60票は最終採決で常に必要な数字ではない。多くの場合、討論を終了して採決へ進む手続きに必要となる。過半数が法案を支持していても、討論終結に必要な票がなければ採決へ到達できないことがある。

Web3Timesの視点

今回の先送りを、CLARITY法案への支持が失われた出来事として読むのは早い。より重要なのは、政策的な優先順位があっても、本会議時間が確保されなければ制度へ変換できないという上院の構造である。
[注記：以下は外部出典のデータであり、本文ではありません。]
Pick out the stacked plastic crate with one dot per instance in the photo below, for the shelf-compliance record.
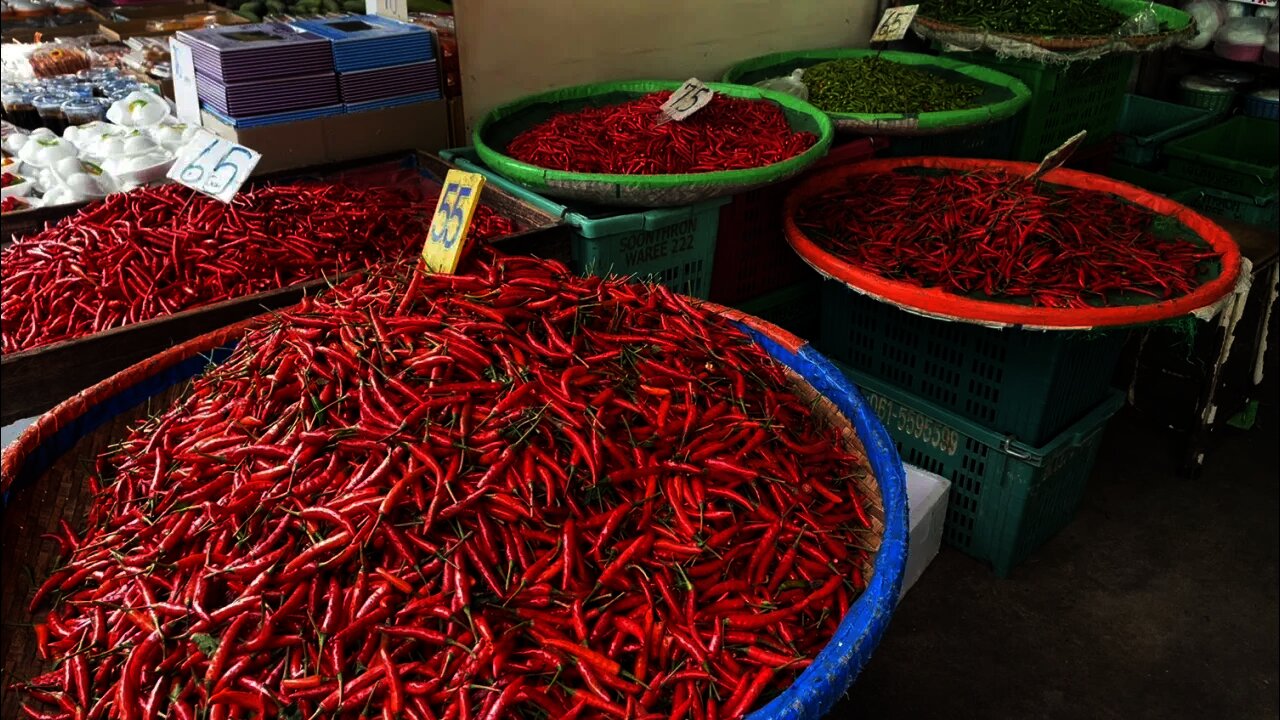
(263, 73)
(380, 63)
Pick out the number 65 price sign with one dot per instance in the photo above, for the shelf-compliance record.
(214, 165)
(452, 218)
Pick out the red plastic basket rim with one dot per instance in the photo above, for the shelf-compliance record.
(940, 304)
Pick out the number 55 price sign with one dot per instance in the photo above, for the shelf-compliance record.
(214, 165)
(452, 218)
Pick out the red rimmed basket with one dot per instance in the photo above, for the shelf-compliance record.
(945, 305)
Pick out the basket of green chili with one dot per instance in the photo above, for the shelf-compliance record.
(1060, 26)
(905, 94)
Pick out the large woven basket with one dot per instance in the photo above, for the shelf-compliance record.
(496, 131)
(937, 302)
(1179, 26)
(1002, 96)
(42, 479)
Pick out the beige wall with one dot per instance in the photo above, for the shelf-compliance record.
(513, 48)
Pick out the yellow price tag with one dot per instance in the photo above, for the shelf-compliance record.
(452, 218)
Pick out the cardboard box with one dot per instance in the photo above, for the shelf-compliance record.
(424, 126)
(119, 31)
(927, 505)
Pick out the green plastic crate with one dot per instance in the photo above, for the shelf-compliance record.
(1240, 155)
(794, 309)
(1249, 210)
(1147, 178)
(992, 141)
(1024, 383)
(1008, 499)
(1065, 99)
(673, 246)
(1146, 124)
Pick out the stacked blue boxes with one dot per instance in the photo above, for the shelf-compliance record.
(380, 62)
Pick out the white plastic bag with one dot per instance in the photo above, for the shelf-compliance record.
(791, 85)
(1143, 22)
(1208, 16)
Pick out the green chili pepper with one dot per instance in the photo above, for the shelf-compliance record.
(1027, 17)
(873, 85)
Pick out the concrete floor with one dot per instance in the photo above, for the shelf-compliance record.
(1159, 601)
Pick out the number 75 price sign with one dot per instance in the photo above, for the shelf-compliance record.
(453, 212)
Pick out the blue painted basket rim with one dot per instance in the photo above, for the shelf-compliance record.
(835, 668)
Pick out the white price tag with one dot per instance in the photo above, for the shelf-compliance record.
(686, 100)
(394, 9)
(894, 23)
(184, 94)
(214, 165)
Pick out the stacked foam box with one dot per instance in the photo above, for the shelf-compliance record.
(263, 73)
(380, 62)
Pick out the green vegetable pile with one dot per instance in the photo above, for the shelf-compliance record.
(1027, 17)
(255, 10)
(872, 85)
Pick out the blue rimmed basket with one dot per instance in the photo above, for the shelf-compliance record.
(41, 481)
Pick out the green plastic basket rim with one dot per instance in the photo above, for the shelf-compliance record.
(622, 219)
(1074, 434)
(536, 177)
(887, 122)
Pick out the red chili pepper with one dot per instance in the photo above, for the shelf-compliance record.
(301, 532)
(991, 235)
(727, 133)
(161, 249)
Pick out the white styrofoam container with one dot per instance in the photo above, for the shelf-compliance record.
(927, 504)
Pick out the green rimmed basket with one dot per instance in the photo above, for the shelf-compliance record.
(1001, 99)
(1178, 24)
(497, 130)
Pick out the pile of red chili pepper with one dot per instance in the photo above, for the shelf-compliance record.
(993, 235)
(508, 493)
(730, 133)
(158, 250)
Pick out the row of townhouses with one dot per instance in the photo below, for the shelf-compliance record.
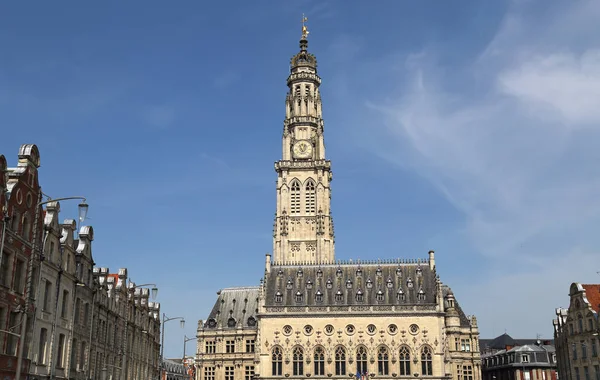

市場構造法案は、倫理規定や監督権限の調整だけで止まっているのではない。スーン氏がどの案件を先に処理するか、両党が手続き短縮へ合意できるか、60票を事前に確認できるかが審議時期を決める。法案文の完成度と議事日程は別々の制約として働く。

休会前に審議が始まらなくても、秋に再開される余地は残る。ただし、再開時期が遅れるほど、上院可決、下院との調整、大統領署名、その後の規則作成へ使える期間は短くなる。制度整備への影響は、数週間の採決遅延より長く続く可能性がある。

今後追うべきなのは、議員が法案を支持すると述べたかではない。CLARITY法案が本会議予定へ載り、討論終結動議が提出され、投票枠と支持票が具体化したかである。米国の暗号資産監督区分を決めるのは条文だけではなく、その条文を処理するために上院が確保できる時間である。